Establishing the run might be the most meaningless thing a team can do ... UNLESS they can establish a truly dominant running game (to the tune of 120+ rushing yards in the first half).
Teams which ran for 120 to 139 yards were 9-5 (.643); teams which ran for 140 or more yards were 9-2 (.818). That's only 25 out of 436 team performances (5.7 percent). Obviously, not many teams can dominate the first half on the ground (using 120 or more yards in the first half as the definition of dominate).
Teams in the vast middle land of 20-119 yards went 187-183 (.505), with almost no variation in chance of winning between low and high yardage within that window. Teams stuffed for less than 20 yards in the first half went 13-28 (.317).
Yards per attempt rushing has even less variation. Teams that were totally incompetent, meaning less than 1.0 YPA, went 2-7 (.222). At 1.0 YPA and above, records were close to .500 in every grouping. 
And just running better than your opponent didn't mean much, either. Teams rushing for more yards were 115-100 (.535); teams with a more yards per attempt went 107-108 (.498). Run for more yards or run for more yards per attempt, and it really just doesn't seem to matter.
So, when it comes to running the ball, all you have to establish is that you're not totally incompetent. Beyond that, if you can't be totally dominant, it's not worth worrying about.
Passing, on the other hand, has a real correlation to winning football games. Teams with more net passing yards (gross passing yards minus yards lost on sacks) at halftime went 137-78 (.637).
Passing yards per attempt is even more meaningful. Teams with more passing yards per attempt (using the CHFF formula) went 148-70 (.679). 
In terms of absolute performance, each stat broke down with surprising neatness into three divisions.
Passing yards:
  • Teams passing for less than 70 yards in the first half went 41-84 (.328)
  • Teams with 70 to 139 yards went 114-105 (.521)
  • Teams with 140 yards or more went 62-29 (.681) 
Passing yards per attempt:
  • Teams with fewer than 2.0 YPA went 5-21 (.192).
  • Teams with 2.0 to 5.99 YPA went 81-119 (.405).
  • Teams with 6.0 YPA a or higher went 132-78 (.629)
Even better: in the 62 times teams managed to exceed both 140 yards passing and 6.0 YPA, while not throwing any interceptions, they went 46-16 (.742).
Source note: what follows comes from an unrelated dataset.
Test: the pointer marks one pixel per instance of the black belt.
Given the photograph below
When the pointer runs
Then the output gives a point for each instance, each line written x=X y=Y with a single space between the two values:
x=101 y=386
Exclude the four games where strong passing teams played each other, and the record was 42-12 (.778). 
Strong passing might not be quite as big a winning edge as a totally dominant running, but far more teams can pass the ball well than can generate a truly dominant running game. As noted above, over the last 218 games, just 25 teams (5.7 percent) have been truly dominant on the ground (using my definition of 120-plus yards in the first half).
The only thing more important than establishing a strong passing game is (of course) establishing a lead, preferably a big one.
Teams with a halftime lead went 156-45 (.776). Teams which led by 8 points or more at the half went 77-9 (.895).
There are some other stats noted in the summary spreadsheet (big plays, SPR, etc.).  I hope Cold, Hard Football Facts readers get something out of it.